Table of Contents

Get started

Prerequisites

  • .NET 10 SDK or later. Check with dotnet --version.
  • That's it. Both templates restore everything else from NuGet.org — no private feeds, no extra tooling.

1. Install the templates

dotnet new install Trellis.AspTemplate
dotnet new install Trellis.Microservices.Templates

You can confirm they're installed with:

dotnet new list trellis

2. Scaffold a project

Pick the template that fits what you're building:

# A single, focused service
dotnet new trellis-asp -n MyService

# A platform of services behind a gateway
dotnet new trellis-microservices -n MyPlatform

The -n value becomes your project/namespace name everywhere.

3. Build and run

ASP.NET service

cd MyService
dotnet build MyService.slnx -c Release    # 0 warnings, 0 errors
dotnet run --project Api/src

Then open the Scalar API reference (printed in the console) to explore the API, or hit /health for a readiness check, and /openapi/{version}.json for the OpenAPI document.

Microservices

The microservices template is orchestrated by .NET Aspire.

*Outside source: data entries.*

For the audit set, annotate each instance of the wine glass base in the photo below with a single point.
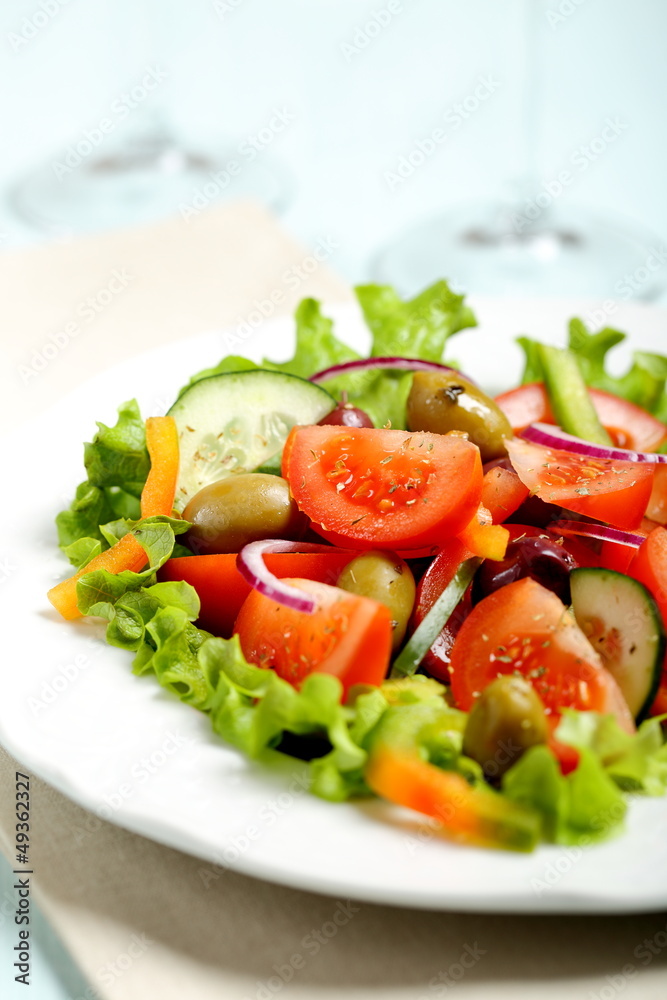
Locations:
(497, 251)
(140, 181)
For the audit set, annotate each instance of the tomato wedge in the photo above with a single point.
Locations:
(627, 424)
(222, 590)
(368, 488)
(347, 636)
(524, 628)
(604, 489)
(657, 505)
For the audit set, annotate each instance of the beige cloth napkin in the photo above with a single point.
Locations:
(144, 921)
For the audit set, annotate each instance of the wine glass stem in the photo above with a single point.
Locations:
(532, 59)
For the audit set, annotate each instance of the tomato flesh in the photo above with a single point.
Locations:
(369, 487)
(524, 628)
(222, 590)
(605, 489)
(347, 636)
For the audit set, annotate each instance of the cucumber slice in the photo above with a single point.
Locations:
(232, 423)
(622, 621)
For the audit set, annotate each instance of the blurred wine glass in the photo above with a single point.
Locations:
(528, 243)
(133, 165)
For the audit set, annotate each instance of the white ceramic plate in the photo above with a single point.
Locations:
(72, 712)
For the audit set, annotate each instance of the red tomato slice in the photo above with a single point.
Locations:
(524, 628)
(347, 636)
(222, 590)
(657, 505)
(605, 489)
(502, 493)
(628, 425)
(369, 487)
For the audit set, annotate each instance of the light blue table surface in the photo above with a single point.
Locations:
(360, 97)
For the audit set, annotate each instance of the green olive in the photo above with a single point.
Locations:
(443, 401)
(387, 579)
(240, 509)
(507, 719)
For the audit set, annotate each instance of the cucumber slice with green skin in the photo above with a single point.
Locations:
(233, 423)
(622, 621)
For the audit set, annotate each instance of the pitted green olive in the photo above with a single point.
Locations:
(443, 402)
(240, 509)
(507, 719)
(387, 579)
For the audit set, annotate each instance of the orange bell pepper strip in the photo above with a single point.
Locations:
(467, 814)
(484, 538)
(157, 498)
(502, 494)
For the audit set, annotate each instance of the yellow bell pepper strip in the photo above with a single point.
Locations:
(483, 538)
(157, 498)
(397, 770)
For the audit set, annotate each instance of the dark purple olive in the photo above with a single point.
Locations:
(346, 415)
(540, 558)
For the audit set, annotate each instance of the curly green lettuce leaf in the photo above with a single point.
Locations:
(588, 804)
(82, 551)
(117, 456)
(643, 383)
(579, 808)
(636, 762)
(98, 591)
(252, 708)
(415, 328)
(117, 464)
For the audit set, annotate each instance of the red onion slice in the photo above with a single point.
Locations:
(600, 531)
(250, 564)
(392, 363)
(553, 437)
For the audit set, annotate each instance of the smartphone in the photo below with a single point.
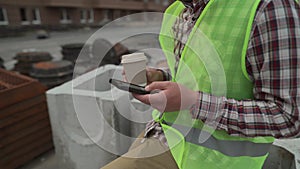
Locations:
(129, 87)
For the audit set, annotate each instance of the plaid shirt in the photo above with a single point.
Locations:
(273, 64)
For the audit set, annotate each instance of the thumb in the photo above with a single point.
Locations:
(157, 86)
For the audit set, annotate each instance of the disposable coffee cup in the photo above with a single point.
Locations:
(135, 68)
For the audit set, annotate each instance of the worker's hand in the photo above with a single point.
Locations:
(172, 96)
(154, 75)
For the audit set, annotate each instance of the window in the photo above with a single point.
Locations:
(24, 18)
(3, 17)
(65, 17)
(83, 16)
(91, 16)
(36, 18)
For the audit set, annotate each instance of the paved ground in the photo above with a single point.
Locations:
(129, 35)
(126, 34)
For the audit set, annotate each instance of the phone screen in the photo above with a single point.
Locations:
(128, 86)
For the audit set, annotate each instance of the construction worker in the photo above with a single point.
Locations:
(199, 123)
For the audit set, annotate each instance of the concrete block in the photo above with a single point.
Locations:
(92, 121)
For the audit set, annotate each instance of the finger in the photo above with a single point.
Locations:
(142, 98)
(158, 101)
(157, 85)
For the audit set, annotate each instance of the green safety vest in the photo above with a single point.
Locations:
(213, 61)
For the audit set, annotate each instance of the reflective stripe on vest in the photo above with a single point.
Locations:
(229, 148)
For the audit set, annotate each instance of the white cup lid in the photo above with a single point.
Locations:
(134, 57)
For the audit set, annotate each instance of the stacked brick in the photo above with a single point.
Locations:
(25, 130)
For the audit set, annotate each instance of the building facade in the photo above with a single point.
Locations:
(58, 13)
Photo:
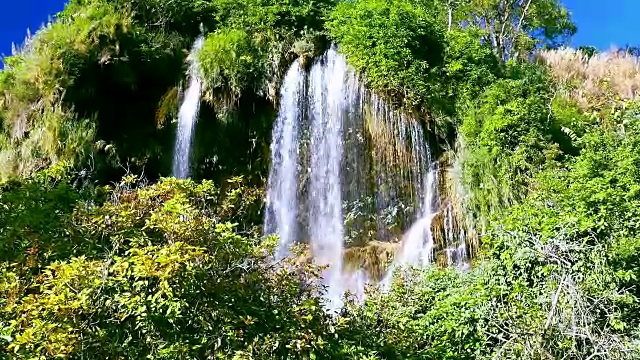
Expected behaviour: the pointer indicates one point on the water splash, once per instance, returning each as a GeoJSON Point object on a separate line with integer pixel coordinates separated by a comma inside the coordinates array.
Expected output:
{"type": "Point", "coordinates": [187, 116]}
{"type": "Point", "coordinates": [349, 152]}
{"type": "Point", "coordinates": [282, 190]}
{"type": "Point", "coordinates": [327, 109]}
{"type": "Point", "coordinates": [417, 243]}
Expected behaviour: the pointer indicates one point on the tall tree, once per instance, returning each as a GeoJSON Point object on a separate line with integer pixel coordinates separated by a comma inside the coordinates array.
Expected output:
{"type": "Point", "coordinates": [515, 27]}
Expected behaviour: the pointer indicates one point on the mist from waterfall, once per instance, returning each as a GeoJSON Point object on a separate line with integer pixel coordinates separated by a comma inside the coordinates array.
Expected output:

Run the AppHost and it brings up the gateway and every service together, with the Aspire dashboard for traces, logs, and metrics:

cd MyPlatform
dotnet run --project AppHost

The dashboard URL is printed on startup. From there you can reach the gateway and each service, and watch requests flow across services in the trace view.

4. Make it yours

Both templates ship with a working reference implementation (a small Todo / Project-Tracker domain) so you can see the patterns in context before you replace them. The recommended path:

  1. Read the reference domain to see how aggregates, commands, handlers, and endpoints fit together.
  2. Replace it with your own domain, one layer at a time, building as you go.
  3. Lean on the shipped .github/ instructions and API references — they tell an AI assistant exactly how to build with Trellis, so scaffolding new features stays consistent.